Oui, et pas seulement en tant qu’artiste. C’est aussi très difficile de définir ses goûts en tant que consommateur. Il n’y a plus de culture underground, tout le monde lit “l’attrape-coeur” et “Orange mécanique”. C’est très positif, et en même temps c’est devenu impossible de se définir par ses choix culturels.
Pourquoi il n’y a pas de dialogues dans Electroma?
En fait, on était plus soucieux de l’aspect visuel du film que de l’histoire qu’on racontait. Le Surréalisme nous a beaucoup influencé: Magritte, pour son rapport très physique au corps et sa sensibilité cinématographique, et puis Escher pour ses labyrinthes noirs et blancs. Au fond, on était pas vraiment inquiets des liens logiques à créer entre les images.
Mais c’est un film pour le cinéma, ce n’est pas de l’art-vidéo…
L’art-vidéo, comme le cinéma, est prisonnier des mêmes habitudes liées aux attentes des spectateurs. Dans les deux cas, ils sont esclaves de l’industrie et de l’économie qui les produisent. À choisir entre ces deux maux, je préfère le frisson de la vieille salle de ciné toute sombre qui passe un film culte au milieu de la nuit.
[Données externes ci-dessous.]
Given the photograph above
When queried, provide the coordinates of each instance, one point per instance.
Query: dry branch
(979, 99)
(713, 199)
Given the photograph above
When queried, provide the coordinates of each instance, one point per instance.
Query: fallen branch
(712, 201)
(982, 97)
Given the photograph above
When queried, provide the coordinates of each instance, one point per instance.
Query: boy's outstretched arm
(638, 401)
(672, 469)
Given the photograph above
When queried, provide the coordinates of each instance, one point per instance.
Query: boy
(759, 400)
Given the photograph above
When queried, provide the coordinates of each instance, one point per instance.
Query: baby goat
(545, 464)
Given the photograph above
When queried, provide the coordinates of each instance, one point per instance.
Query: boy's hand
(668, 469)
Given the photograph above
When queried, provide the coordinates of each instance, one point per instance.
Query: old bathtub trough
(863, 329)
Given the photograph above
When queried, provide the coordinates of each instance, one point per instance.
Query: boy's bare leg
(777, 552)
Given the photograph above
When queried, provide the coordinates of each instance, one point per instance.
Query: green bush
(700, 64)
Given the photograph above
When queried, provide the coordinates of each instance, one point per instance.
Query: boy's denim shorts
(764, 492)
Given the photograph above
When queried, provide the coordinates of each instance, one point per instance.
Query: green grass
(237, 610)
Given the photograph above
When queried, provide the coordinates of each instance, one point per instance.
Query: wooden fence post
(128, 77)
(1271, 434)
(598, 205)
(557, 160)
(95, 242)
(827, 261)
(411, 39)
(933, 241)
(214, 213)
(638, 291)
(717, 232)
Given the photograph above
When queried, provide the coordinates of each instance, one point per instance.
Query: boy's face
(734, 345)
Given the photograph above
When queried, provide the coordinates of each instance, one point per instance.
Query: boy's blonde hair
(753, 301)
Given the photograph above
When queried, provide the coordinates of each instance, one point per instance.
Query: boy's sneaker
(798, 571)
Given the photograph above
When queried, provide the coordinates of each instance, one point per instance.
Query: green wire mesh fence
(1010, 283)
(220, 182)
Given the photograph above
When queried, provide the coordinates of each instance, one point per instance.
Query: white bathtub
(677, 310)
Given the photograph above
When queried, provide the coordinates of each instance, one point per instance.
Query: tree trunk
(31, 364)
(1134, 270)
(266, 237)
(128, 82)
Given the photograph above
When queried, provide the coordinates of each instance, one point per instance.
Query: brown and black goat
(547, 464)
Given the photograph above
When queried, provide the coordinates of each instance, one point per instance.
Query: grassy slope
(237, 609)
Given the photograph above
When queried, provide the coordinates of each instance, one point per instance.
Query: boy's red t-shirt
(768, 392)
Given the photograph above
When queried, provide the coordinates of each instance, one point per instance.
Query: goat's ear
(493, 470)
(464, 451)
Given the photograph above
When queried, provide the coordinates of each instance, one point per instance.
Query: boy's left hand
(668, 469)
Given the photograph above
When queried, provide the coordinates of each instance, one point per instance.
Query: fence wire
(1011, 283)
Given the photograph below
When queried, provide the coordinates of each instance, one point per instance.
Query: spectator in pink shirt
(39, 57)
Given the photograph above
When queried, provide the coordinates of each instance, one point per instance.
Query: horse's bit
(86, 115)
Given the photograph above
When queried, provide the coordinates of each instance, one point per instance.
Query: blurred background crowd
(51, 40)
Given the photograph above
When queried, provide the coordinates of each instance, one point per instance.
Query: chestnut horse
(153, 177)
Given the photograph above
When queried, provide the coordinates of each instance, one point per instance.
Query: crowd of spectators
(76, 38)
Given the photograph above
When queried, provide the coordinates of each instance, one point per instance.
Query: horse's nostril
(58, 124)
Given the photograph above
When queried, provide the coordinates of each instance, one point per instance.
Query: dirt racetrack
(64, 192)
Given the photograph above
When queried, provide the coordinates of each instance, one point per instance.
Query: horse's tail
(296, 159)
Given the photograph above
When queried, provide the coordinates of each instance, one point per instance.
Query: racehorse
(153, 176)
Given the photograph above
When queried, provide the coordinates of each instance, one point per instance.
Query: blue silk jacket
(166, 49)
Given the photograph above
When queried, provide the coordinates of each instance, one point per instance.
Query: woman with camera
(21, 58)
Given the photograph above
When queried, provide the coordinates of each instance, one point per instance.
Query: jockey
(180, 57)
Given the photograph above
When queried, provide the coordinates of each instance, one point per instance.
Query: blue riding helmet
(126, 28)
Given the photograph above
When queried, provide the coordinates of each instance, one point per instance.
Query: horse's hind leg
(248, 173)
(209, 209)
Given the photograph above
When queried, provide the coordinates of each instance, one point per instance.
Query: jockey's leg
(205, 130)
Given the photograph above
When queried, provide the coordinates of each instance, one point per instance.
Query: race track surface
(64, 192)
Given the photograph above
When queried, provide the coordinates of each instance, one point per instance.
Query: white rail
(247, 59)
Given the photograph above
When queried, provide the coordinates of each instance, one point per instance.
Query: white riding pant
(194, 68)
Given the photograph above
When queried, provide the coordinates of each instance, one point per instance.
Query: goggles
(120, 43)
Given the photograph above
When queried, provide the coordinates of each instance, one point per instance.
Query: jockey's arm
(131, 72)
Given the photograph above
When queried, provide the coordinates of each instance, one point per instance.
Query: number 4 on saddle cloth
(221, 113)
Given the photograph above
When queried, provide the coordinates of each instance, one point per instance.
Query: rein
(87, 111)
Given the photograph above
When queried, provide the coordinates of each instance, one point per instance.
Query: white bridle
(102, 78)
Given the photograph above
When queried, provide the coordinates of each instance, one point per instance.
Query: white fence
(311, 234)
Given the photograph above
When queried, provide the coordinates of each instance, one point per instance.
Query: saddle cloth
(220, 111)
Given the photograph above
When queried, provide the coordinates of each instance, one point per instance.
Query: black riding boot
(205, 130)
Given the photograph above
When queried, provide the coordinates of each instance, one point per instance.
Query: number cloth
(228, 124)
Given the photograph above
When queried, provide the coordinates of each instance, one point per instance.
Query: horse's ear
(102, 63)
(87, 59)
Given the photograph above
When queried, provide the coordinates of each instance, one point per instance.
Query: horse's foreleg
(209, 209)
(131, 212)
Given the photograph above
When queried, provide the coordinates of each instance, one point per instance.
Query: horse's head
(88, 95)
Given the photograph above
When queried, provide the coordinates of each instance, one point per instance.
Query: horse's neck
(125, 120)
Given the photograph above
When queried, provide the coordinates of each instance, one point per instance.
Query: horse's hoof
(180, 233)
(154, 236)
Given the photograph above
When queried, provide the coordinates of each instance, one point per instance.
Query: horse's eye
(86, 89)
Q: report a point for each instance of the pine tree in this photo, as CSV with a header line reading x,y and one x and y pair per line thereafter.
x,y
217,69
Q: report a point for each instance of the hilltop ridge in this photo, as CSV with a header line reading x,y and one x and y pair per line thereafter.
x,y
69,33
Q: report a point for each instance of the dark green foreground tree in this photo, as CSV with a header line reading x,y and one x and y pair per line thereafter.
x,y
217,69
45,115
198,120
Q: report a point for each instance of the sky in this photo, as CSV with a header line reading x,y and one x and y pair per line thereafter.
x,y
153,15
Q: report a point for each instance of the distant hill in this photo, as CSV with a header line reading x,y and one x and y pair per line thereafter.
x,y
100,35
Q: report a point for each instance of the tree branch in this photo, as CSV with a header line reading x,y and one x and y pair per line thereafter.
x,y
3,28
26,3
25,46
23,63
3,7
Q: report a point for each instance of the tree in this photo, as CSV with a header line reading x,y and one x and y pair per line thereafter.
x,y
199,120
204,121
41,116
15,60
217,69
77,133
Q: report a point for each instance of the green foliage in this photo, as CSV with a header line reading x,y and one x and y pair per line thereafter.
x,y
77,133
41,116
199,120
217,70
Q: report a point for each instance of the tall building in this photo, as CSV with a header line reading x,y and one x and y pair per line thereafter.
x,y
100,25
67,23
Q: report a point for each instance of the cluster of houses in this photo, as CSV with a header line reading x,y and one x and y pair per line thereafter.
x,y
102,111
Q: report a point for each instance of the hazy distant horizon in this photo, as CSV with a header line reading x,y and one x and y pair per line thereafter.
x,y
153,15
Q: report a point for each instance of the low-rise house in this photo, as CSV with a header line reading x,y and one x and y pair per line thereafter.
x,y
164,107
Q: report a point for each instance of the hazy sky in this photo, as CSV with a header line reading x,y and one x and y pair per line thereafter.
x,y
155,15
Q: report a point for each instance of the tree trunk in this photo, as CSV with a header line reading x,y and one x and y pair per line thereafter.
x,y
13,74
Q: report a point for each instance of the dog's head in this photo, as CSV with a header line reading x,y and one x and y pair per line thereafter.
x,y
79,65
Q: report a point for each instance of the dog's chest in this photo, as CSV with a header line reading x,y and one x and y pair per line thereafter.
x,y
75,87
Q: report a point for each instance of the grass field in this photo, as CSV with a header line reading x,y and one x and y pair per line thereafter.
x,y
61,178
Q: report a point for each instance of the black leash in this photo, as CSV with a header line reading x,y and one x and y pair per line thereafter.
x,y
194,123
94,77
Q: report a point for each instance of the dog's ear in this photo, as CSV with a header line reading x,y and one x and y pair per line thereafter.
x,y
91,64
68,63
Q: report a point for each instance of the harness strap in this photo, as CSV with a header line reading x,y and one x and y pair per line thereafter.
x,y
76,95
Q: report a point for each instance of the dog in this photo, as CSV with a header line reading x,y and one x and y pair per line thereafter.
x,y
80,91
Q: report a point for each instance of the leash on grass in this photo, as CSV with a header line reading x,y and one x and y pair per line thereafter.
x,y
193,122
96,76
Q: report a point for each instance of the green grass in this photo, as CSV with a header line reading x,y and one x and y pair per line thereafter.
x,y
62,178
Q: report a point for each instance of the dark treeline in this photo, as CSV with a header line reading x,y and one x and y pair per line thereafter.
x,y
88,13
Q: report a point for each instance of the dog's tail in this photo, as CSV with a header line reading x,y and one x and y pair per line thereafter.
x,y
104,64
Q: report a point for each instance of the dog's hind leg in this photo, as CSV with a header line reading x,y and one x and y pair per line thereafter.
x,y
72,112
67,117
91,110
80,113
Intéressant. Mais pourquoi ne pas avoir fait la musique du film?
A cause de son côté rétro-futuriste: on a pensé que notre musique nous trahirait. On voulait que ce film soit intemporel. C’est devenu trop facile de dater un film, alors on aimait bien l’idée de brouiller les pistes. C’est aussi pour cette raison qu’on a choisi de tourner en Californie. On recherchait l’extrémisme de cette culture Hollywoodienne de l’image, un combiné entre la chaleur d’Easy Rider et la froideur de 2001… Quand on fait entrer tout ça en collision, on finit par créer un film-ovni.
* Electroma est sortie en France le 24 Mars 2007, vous pouvez le voir tous les samedis soir au cinéma du Panthéon à Paris. Le film sortira en DVD le 4 décembre 2007.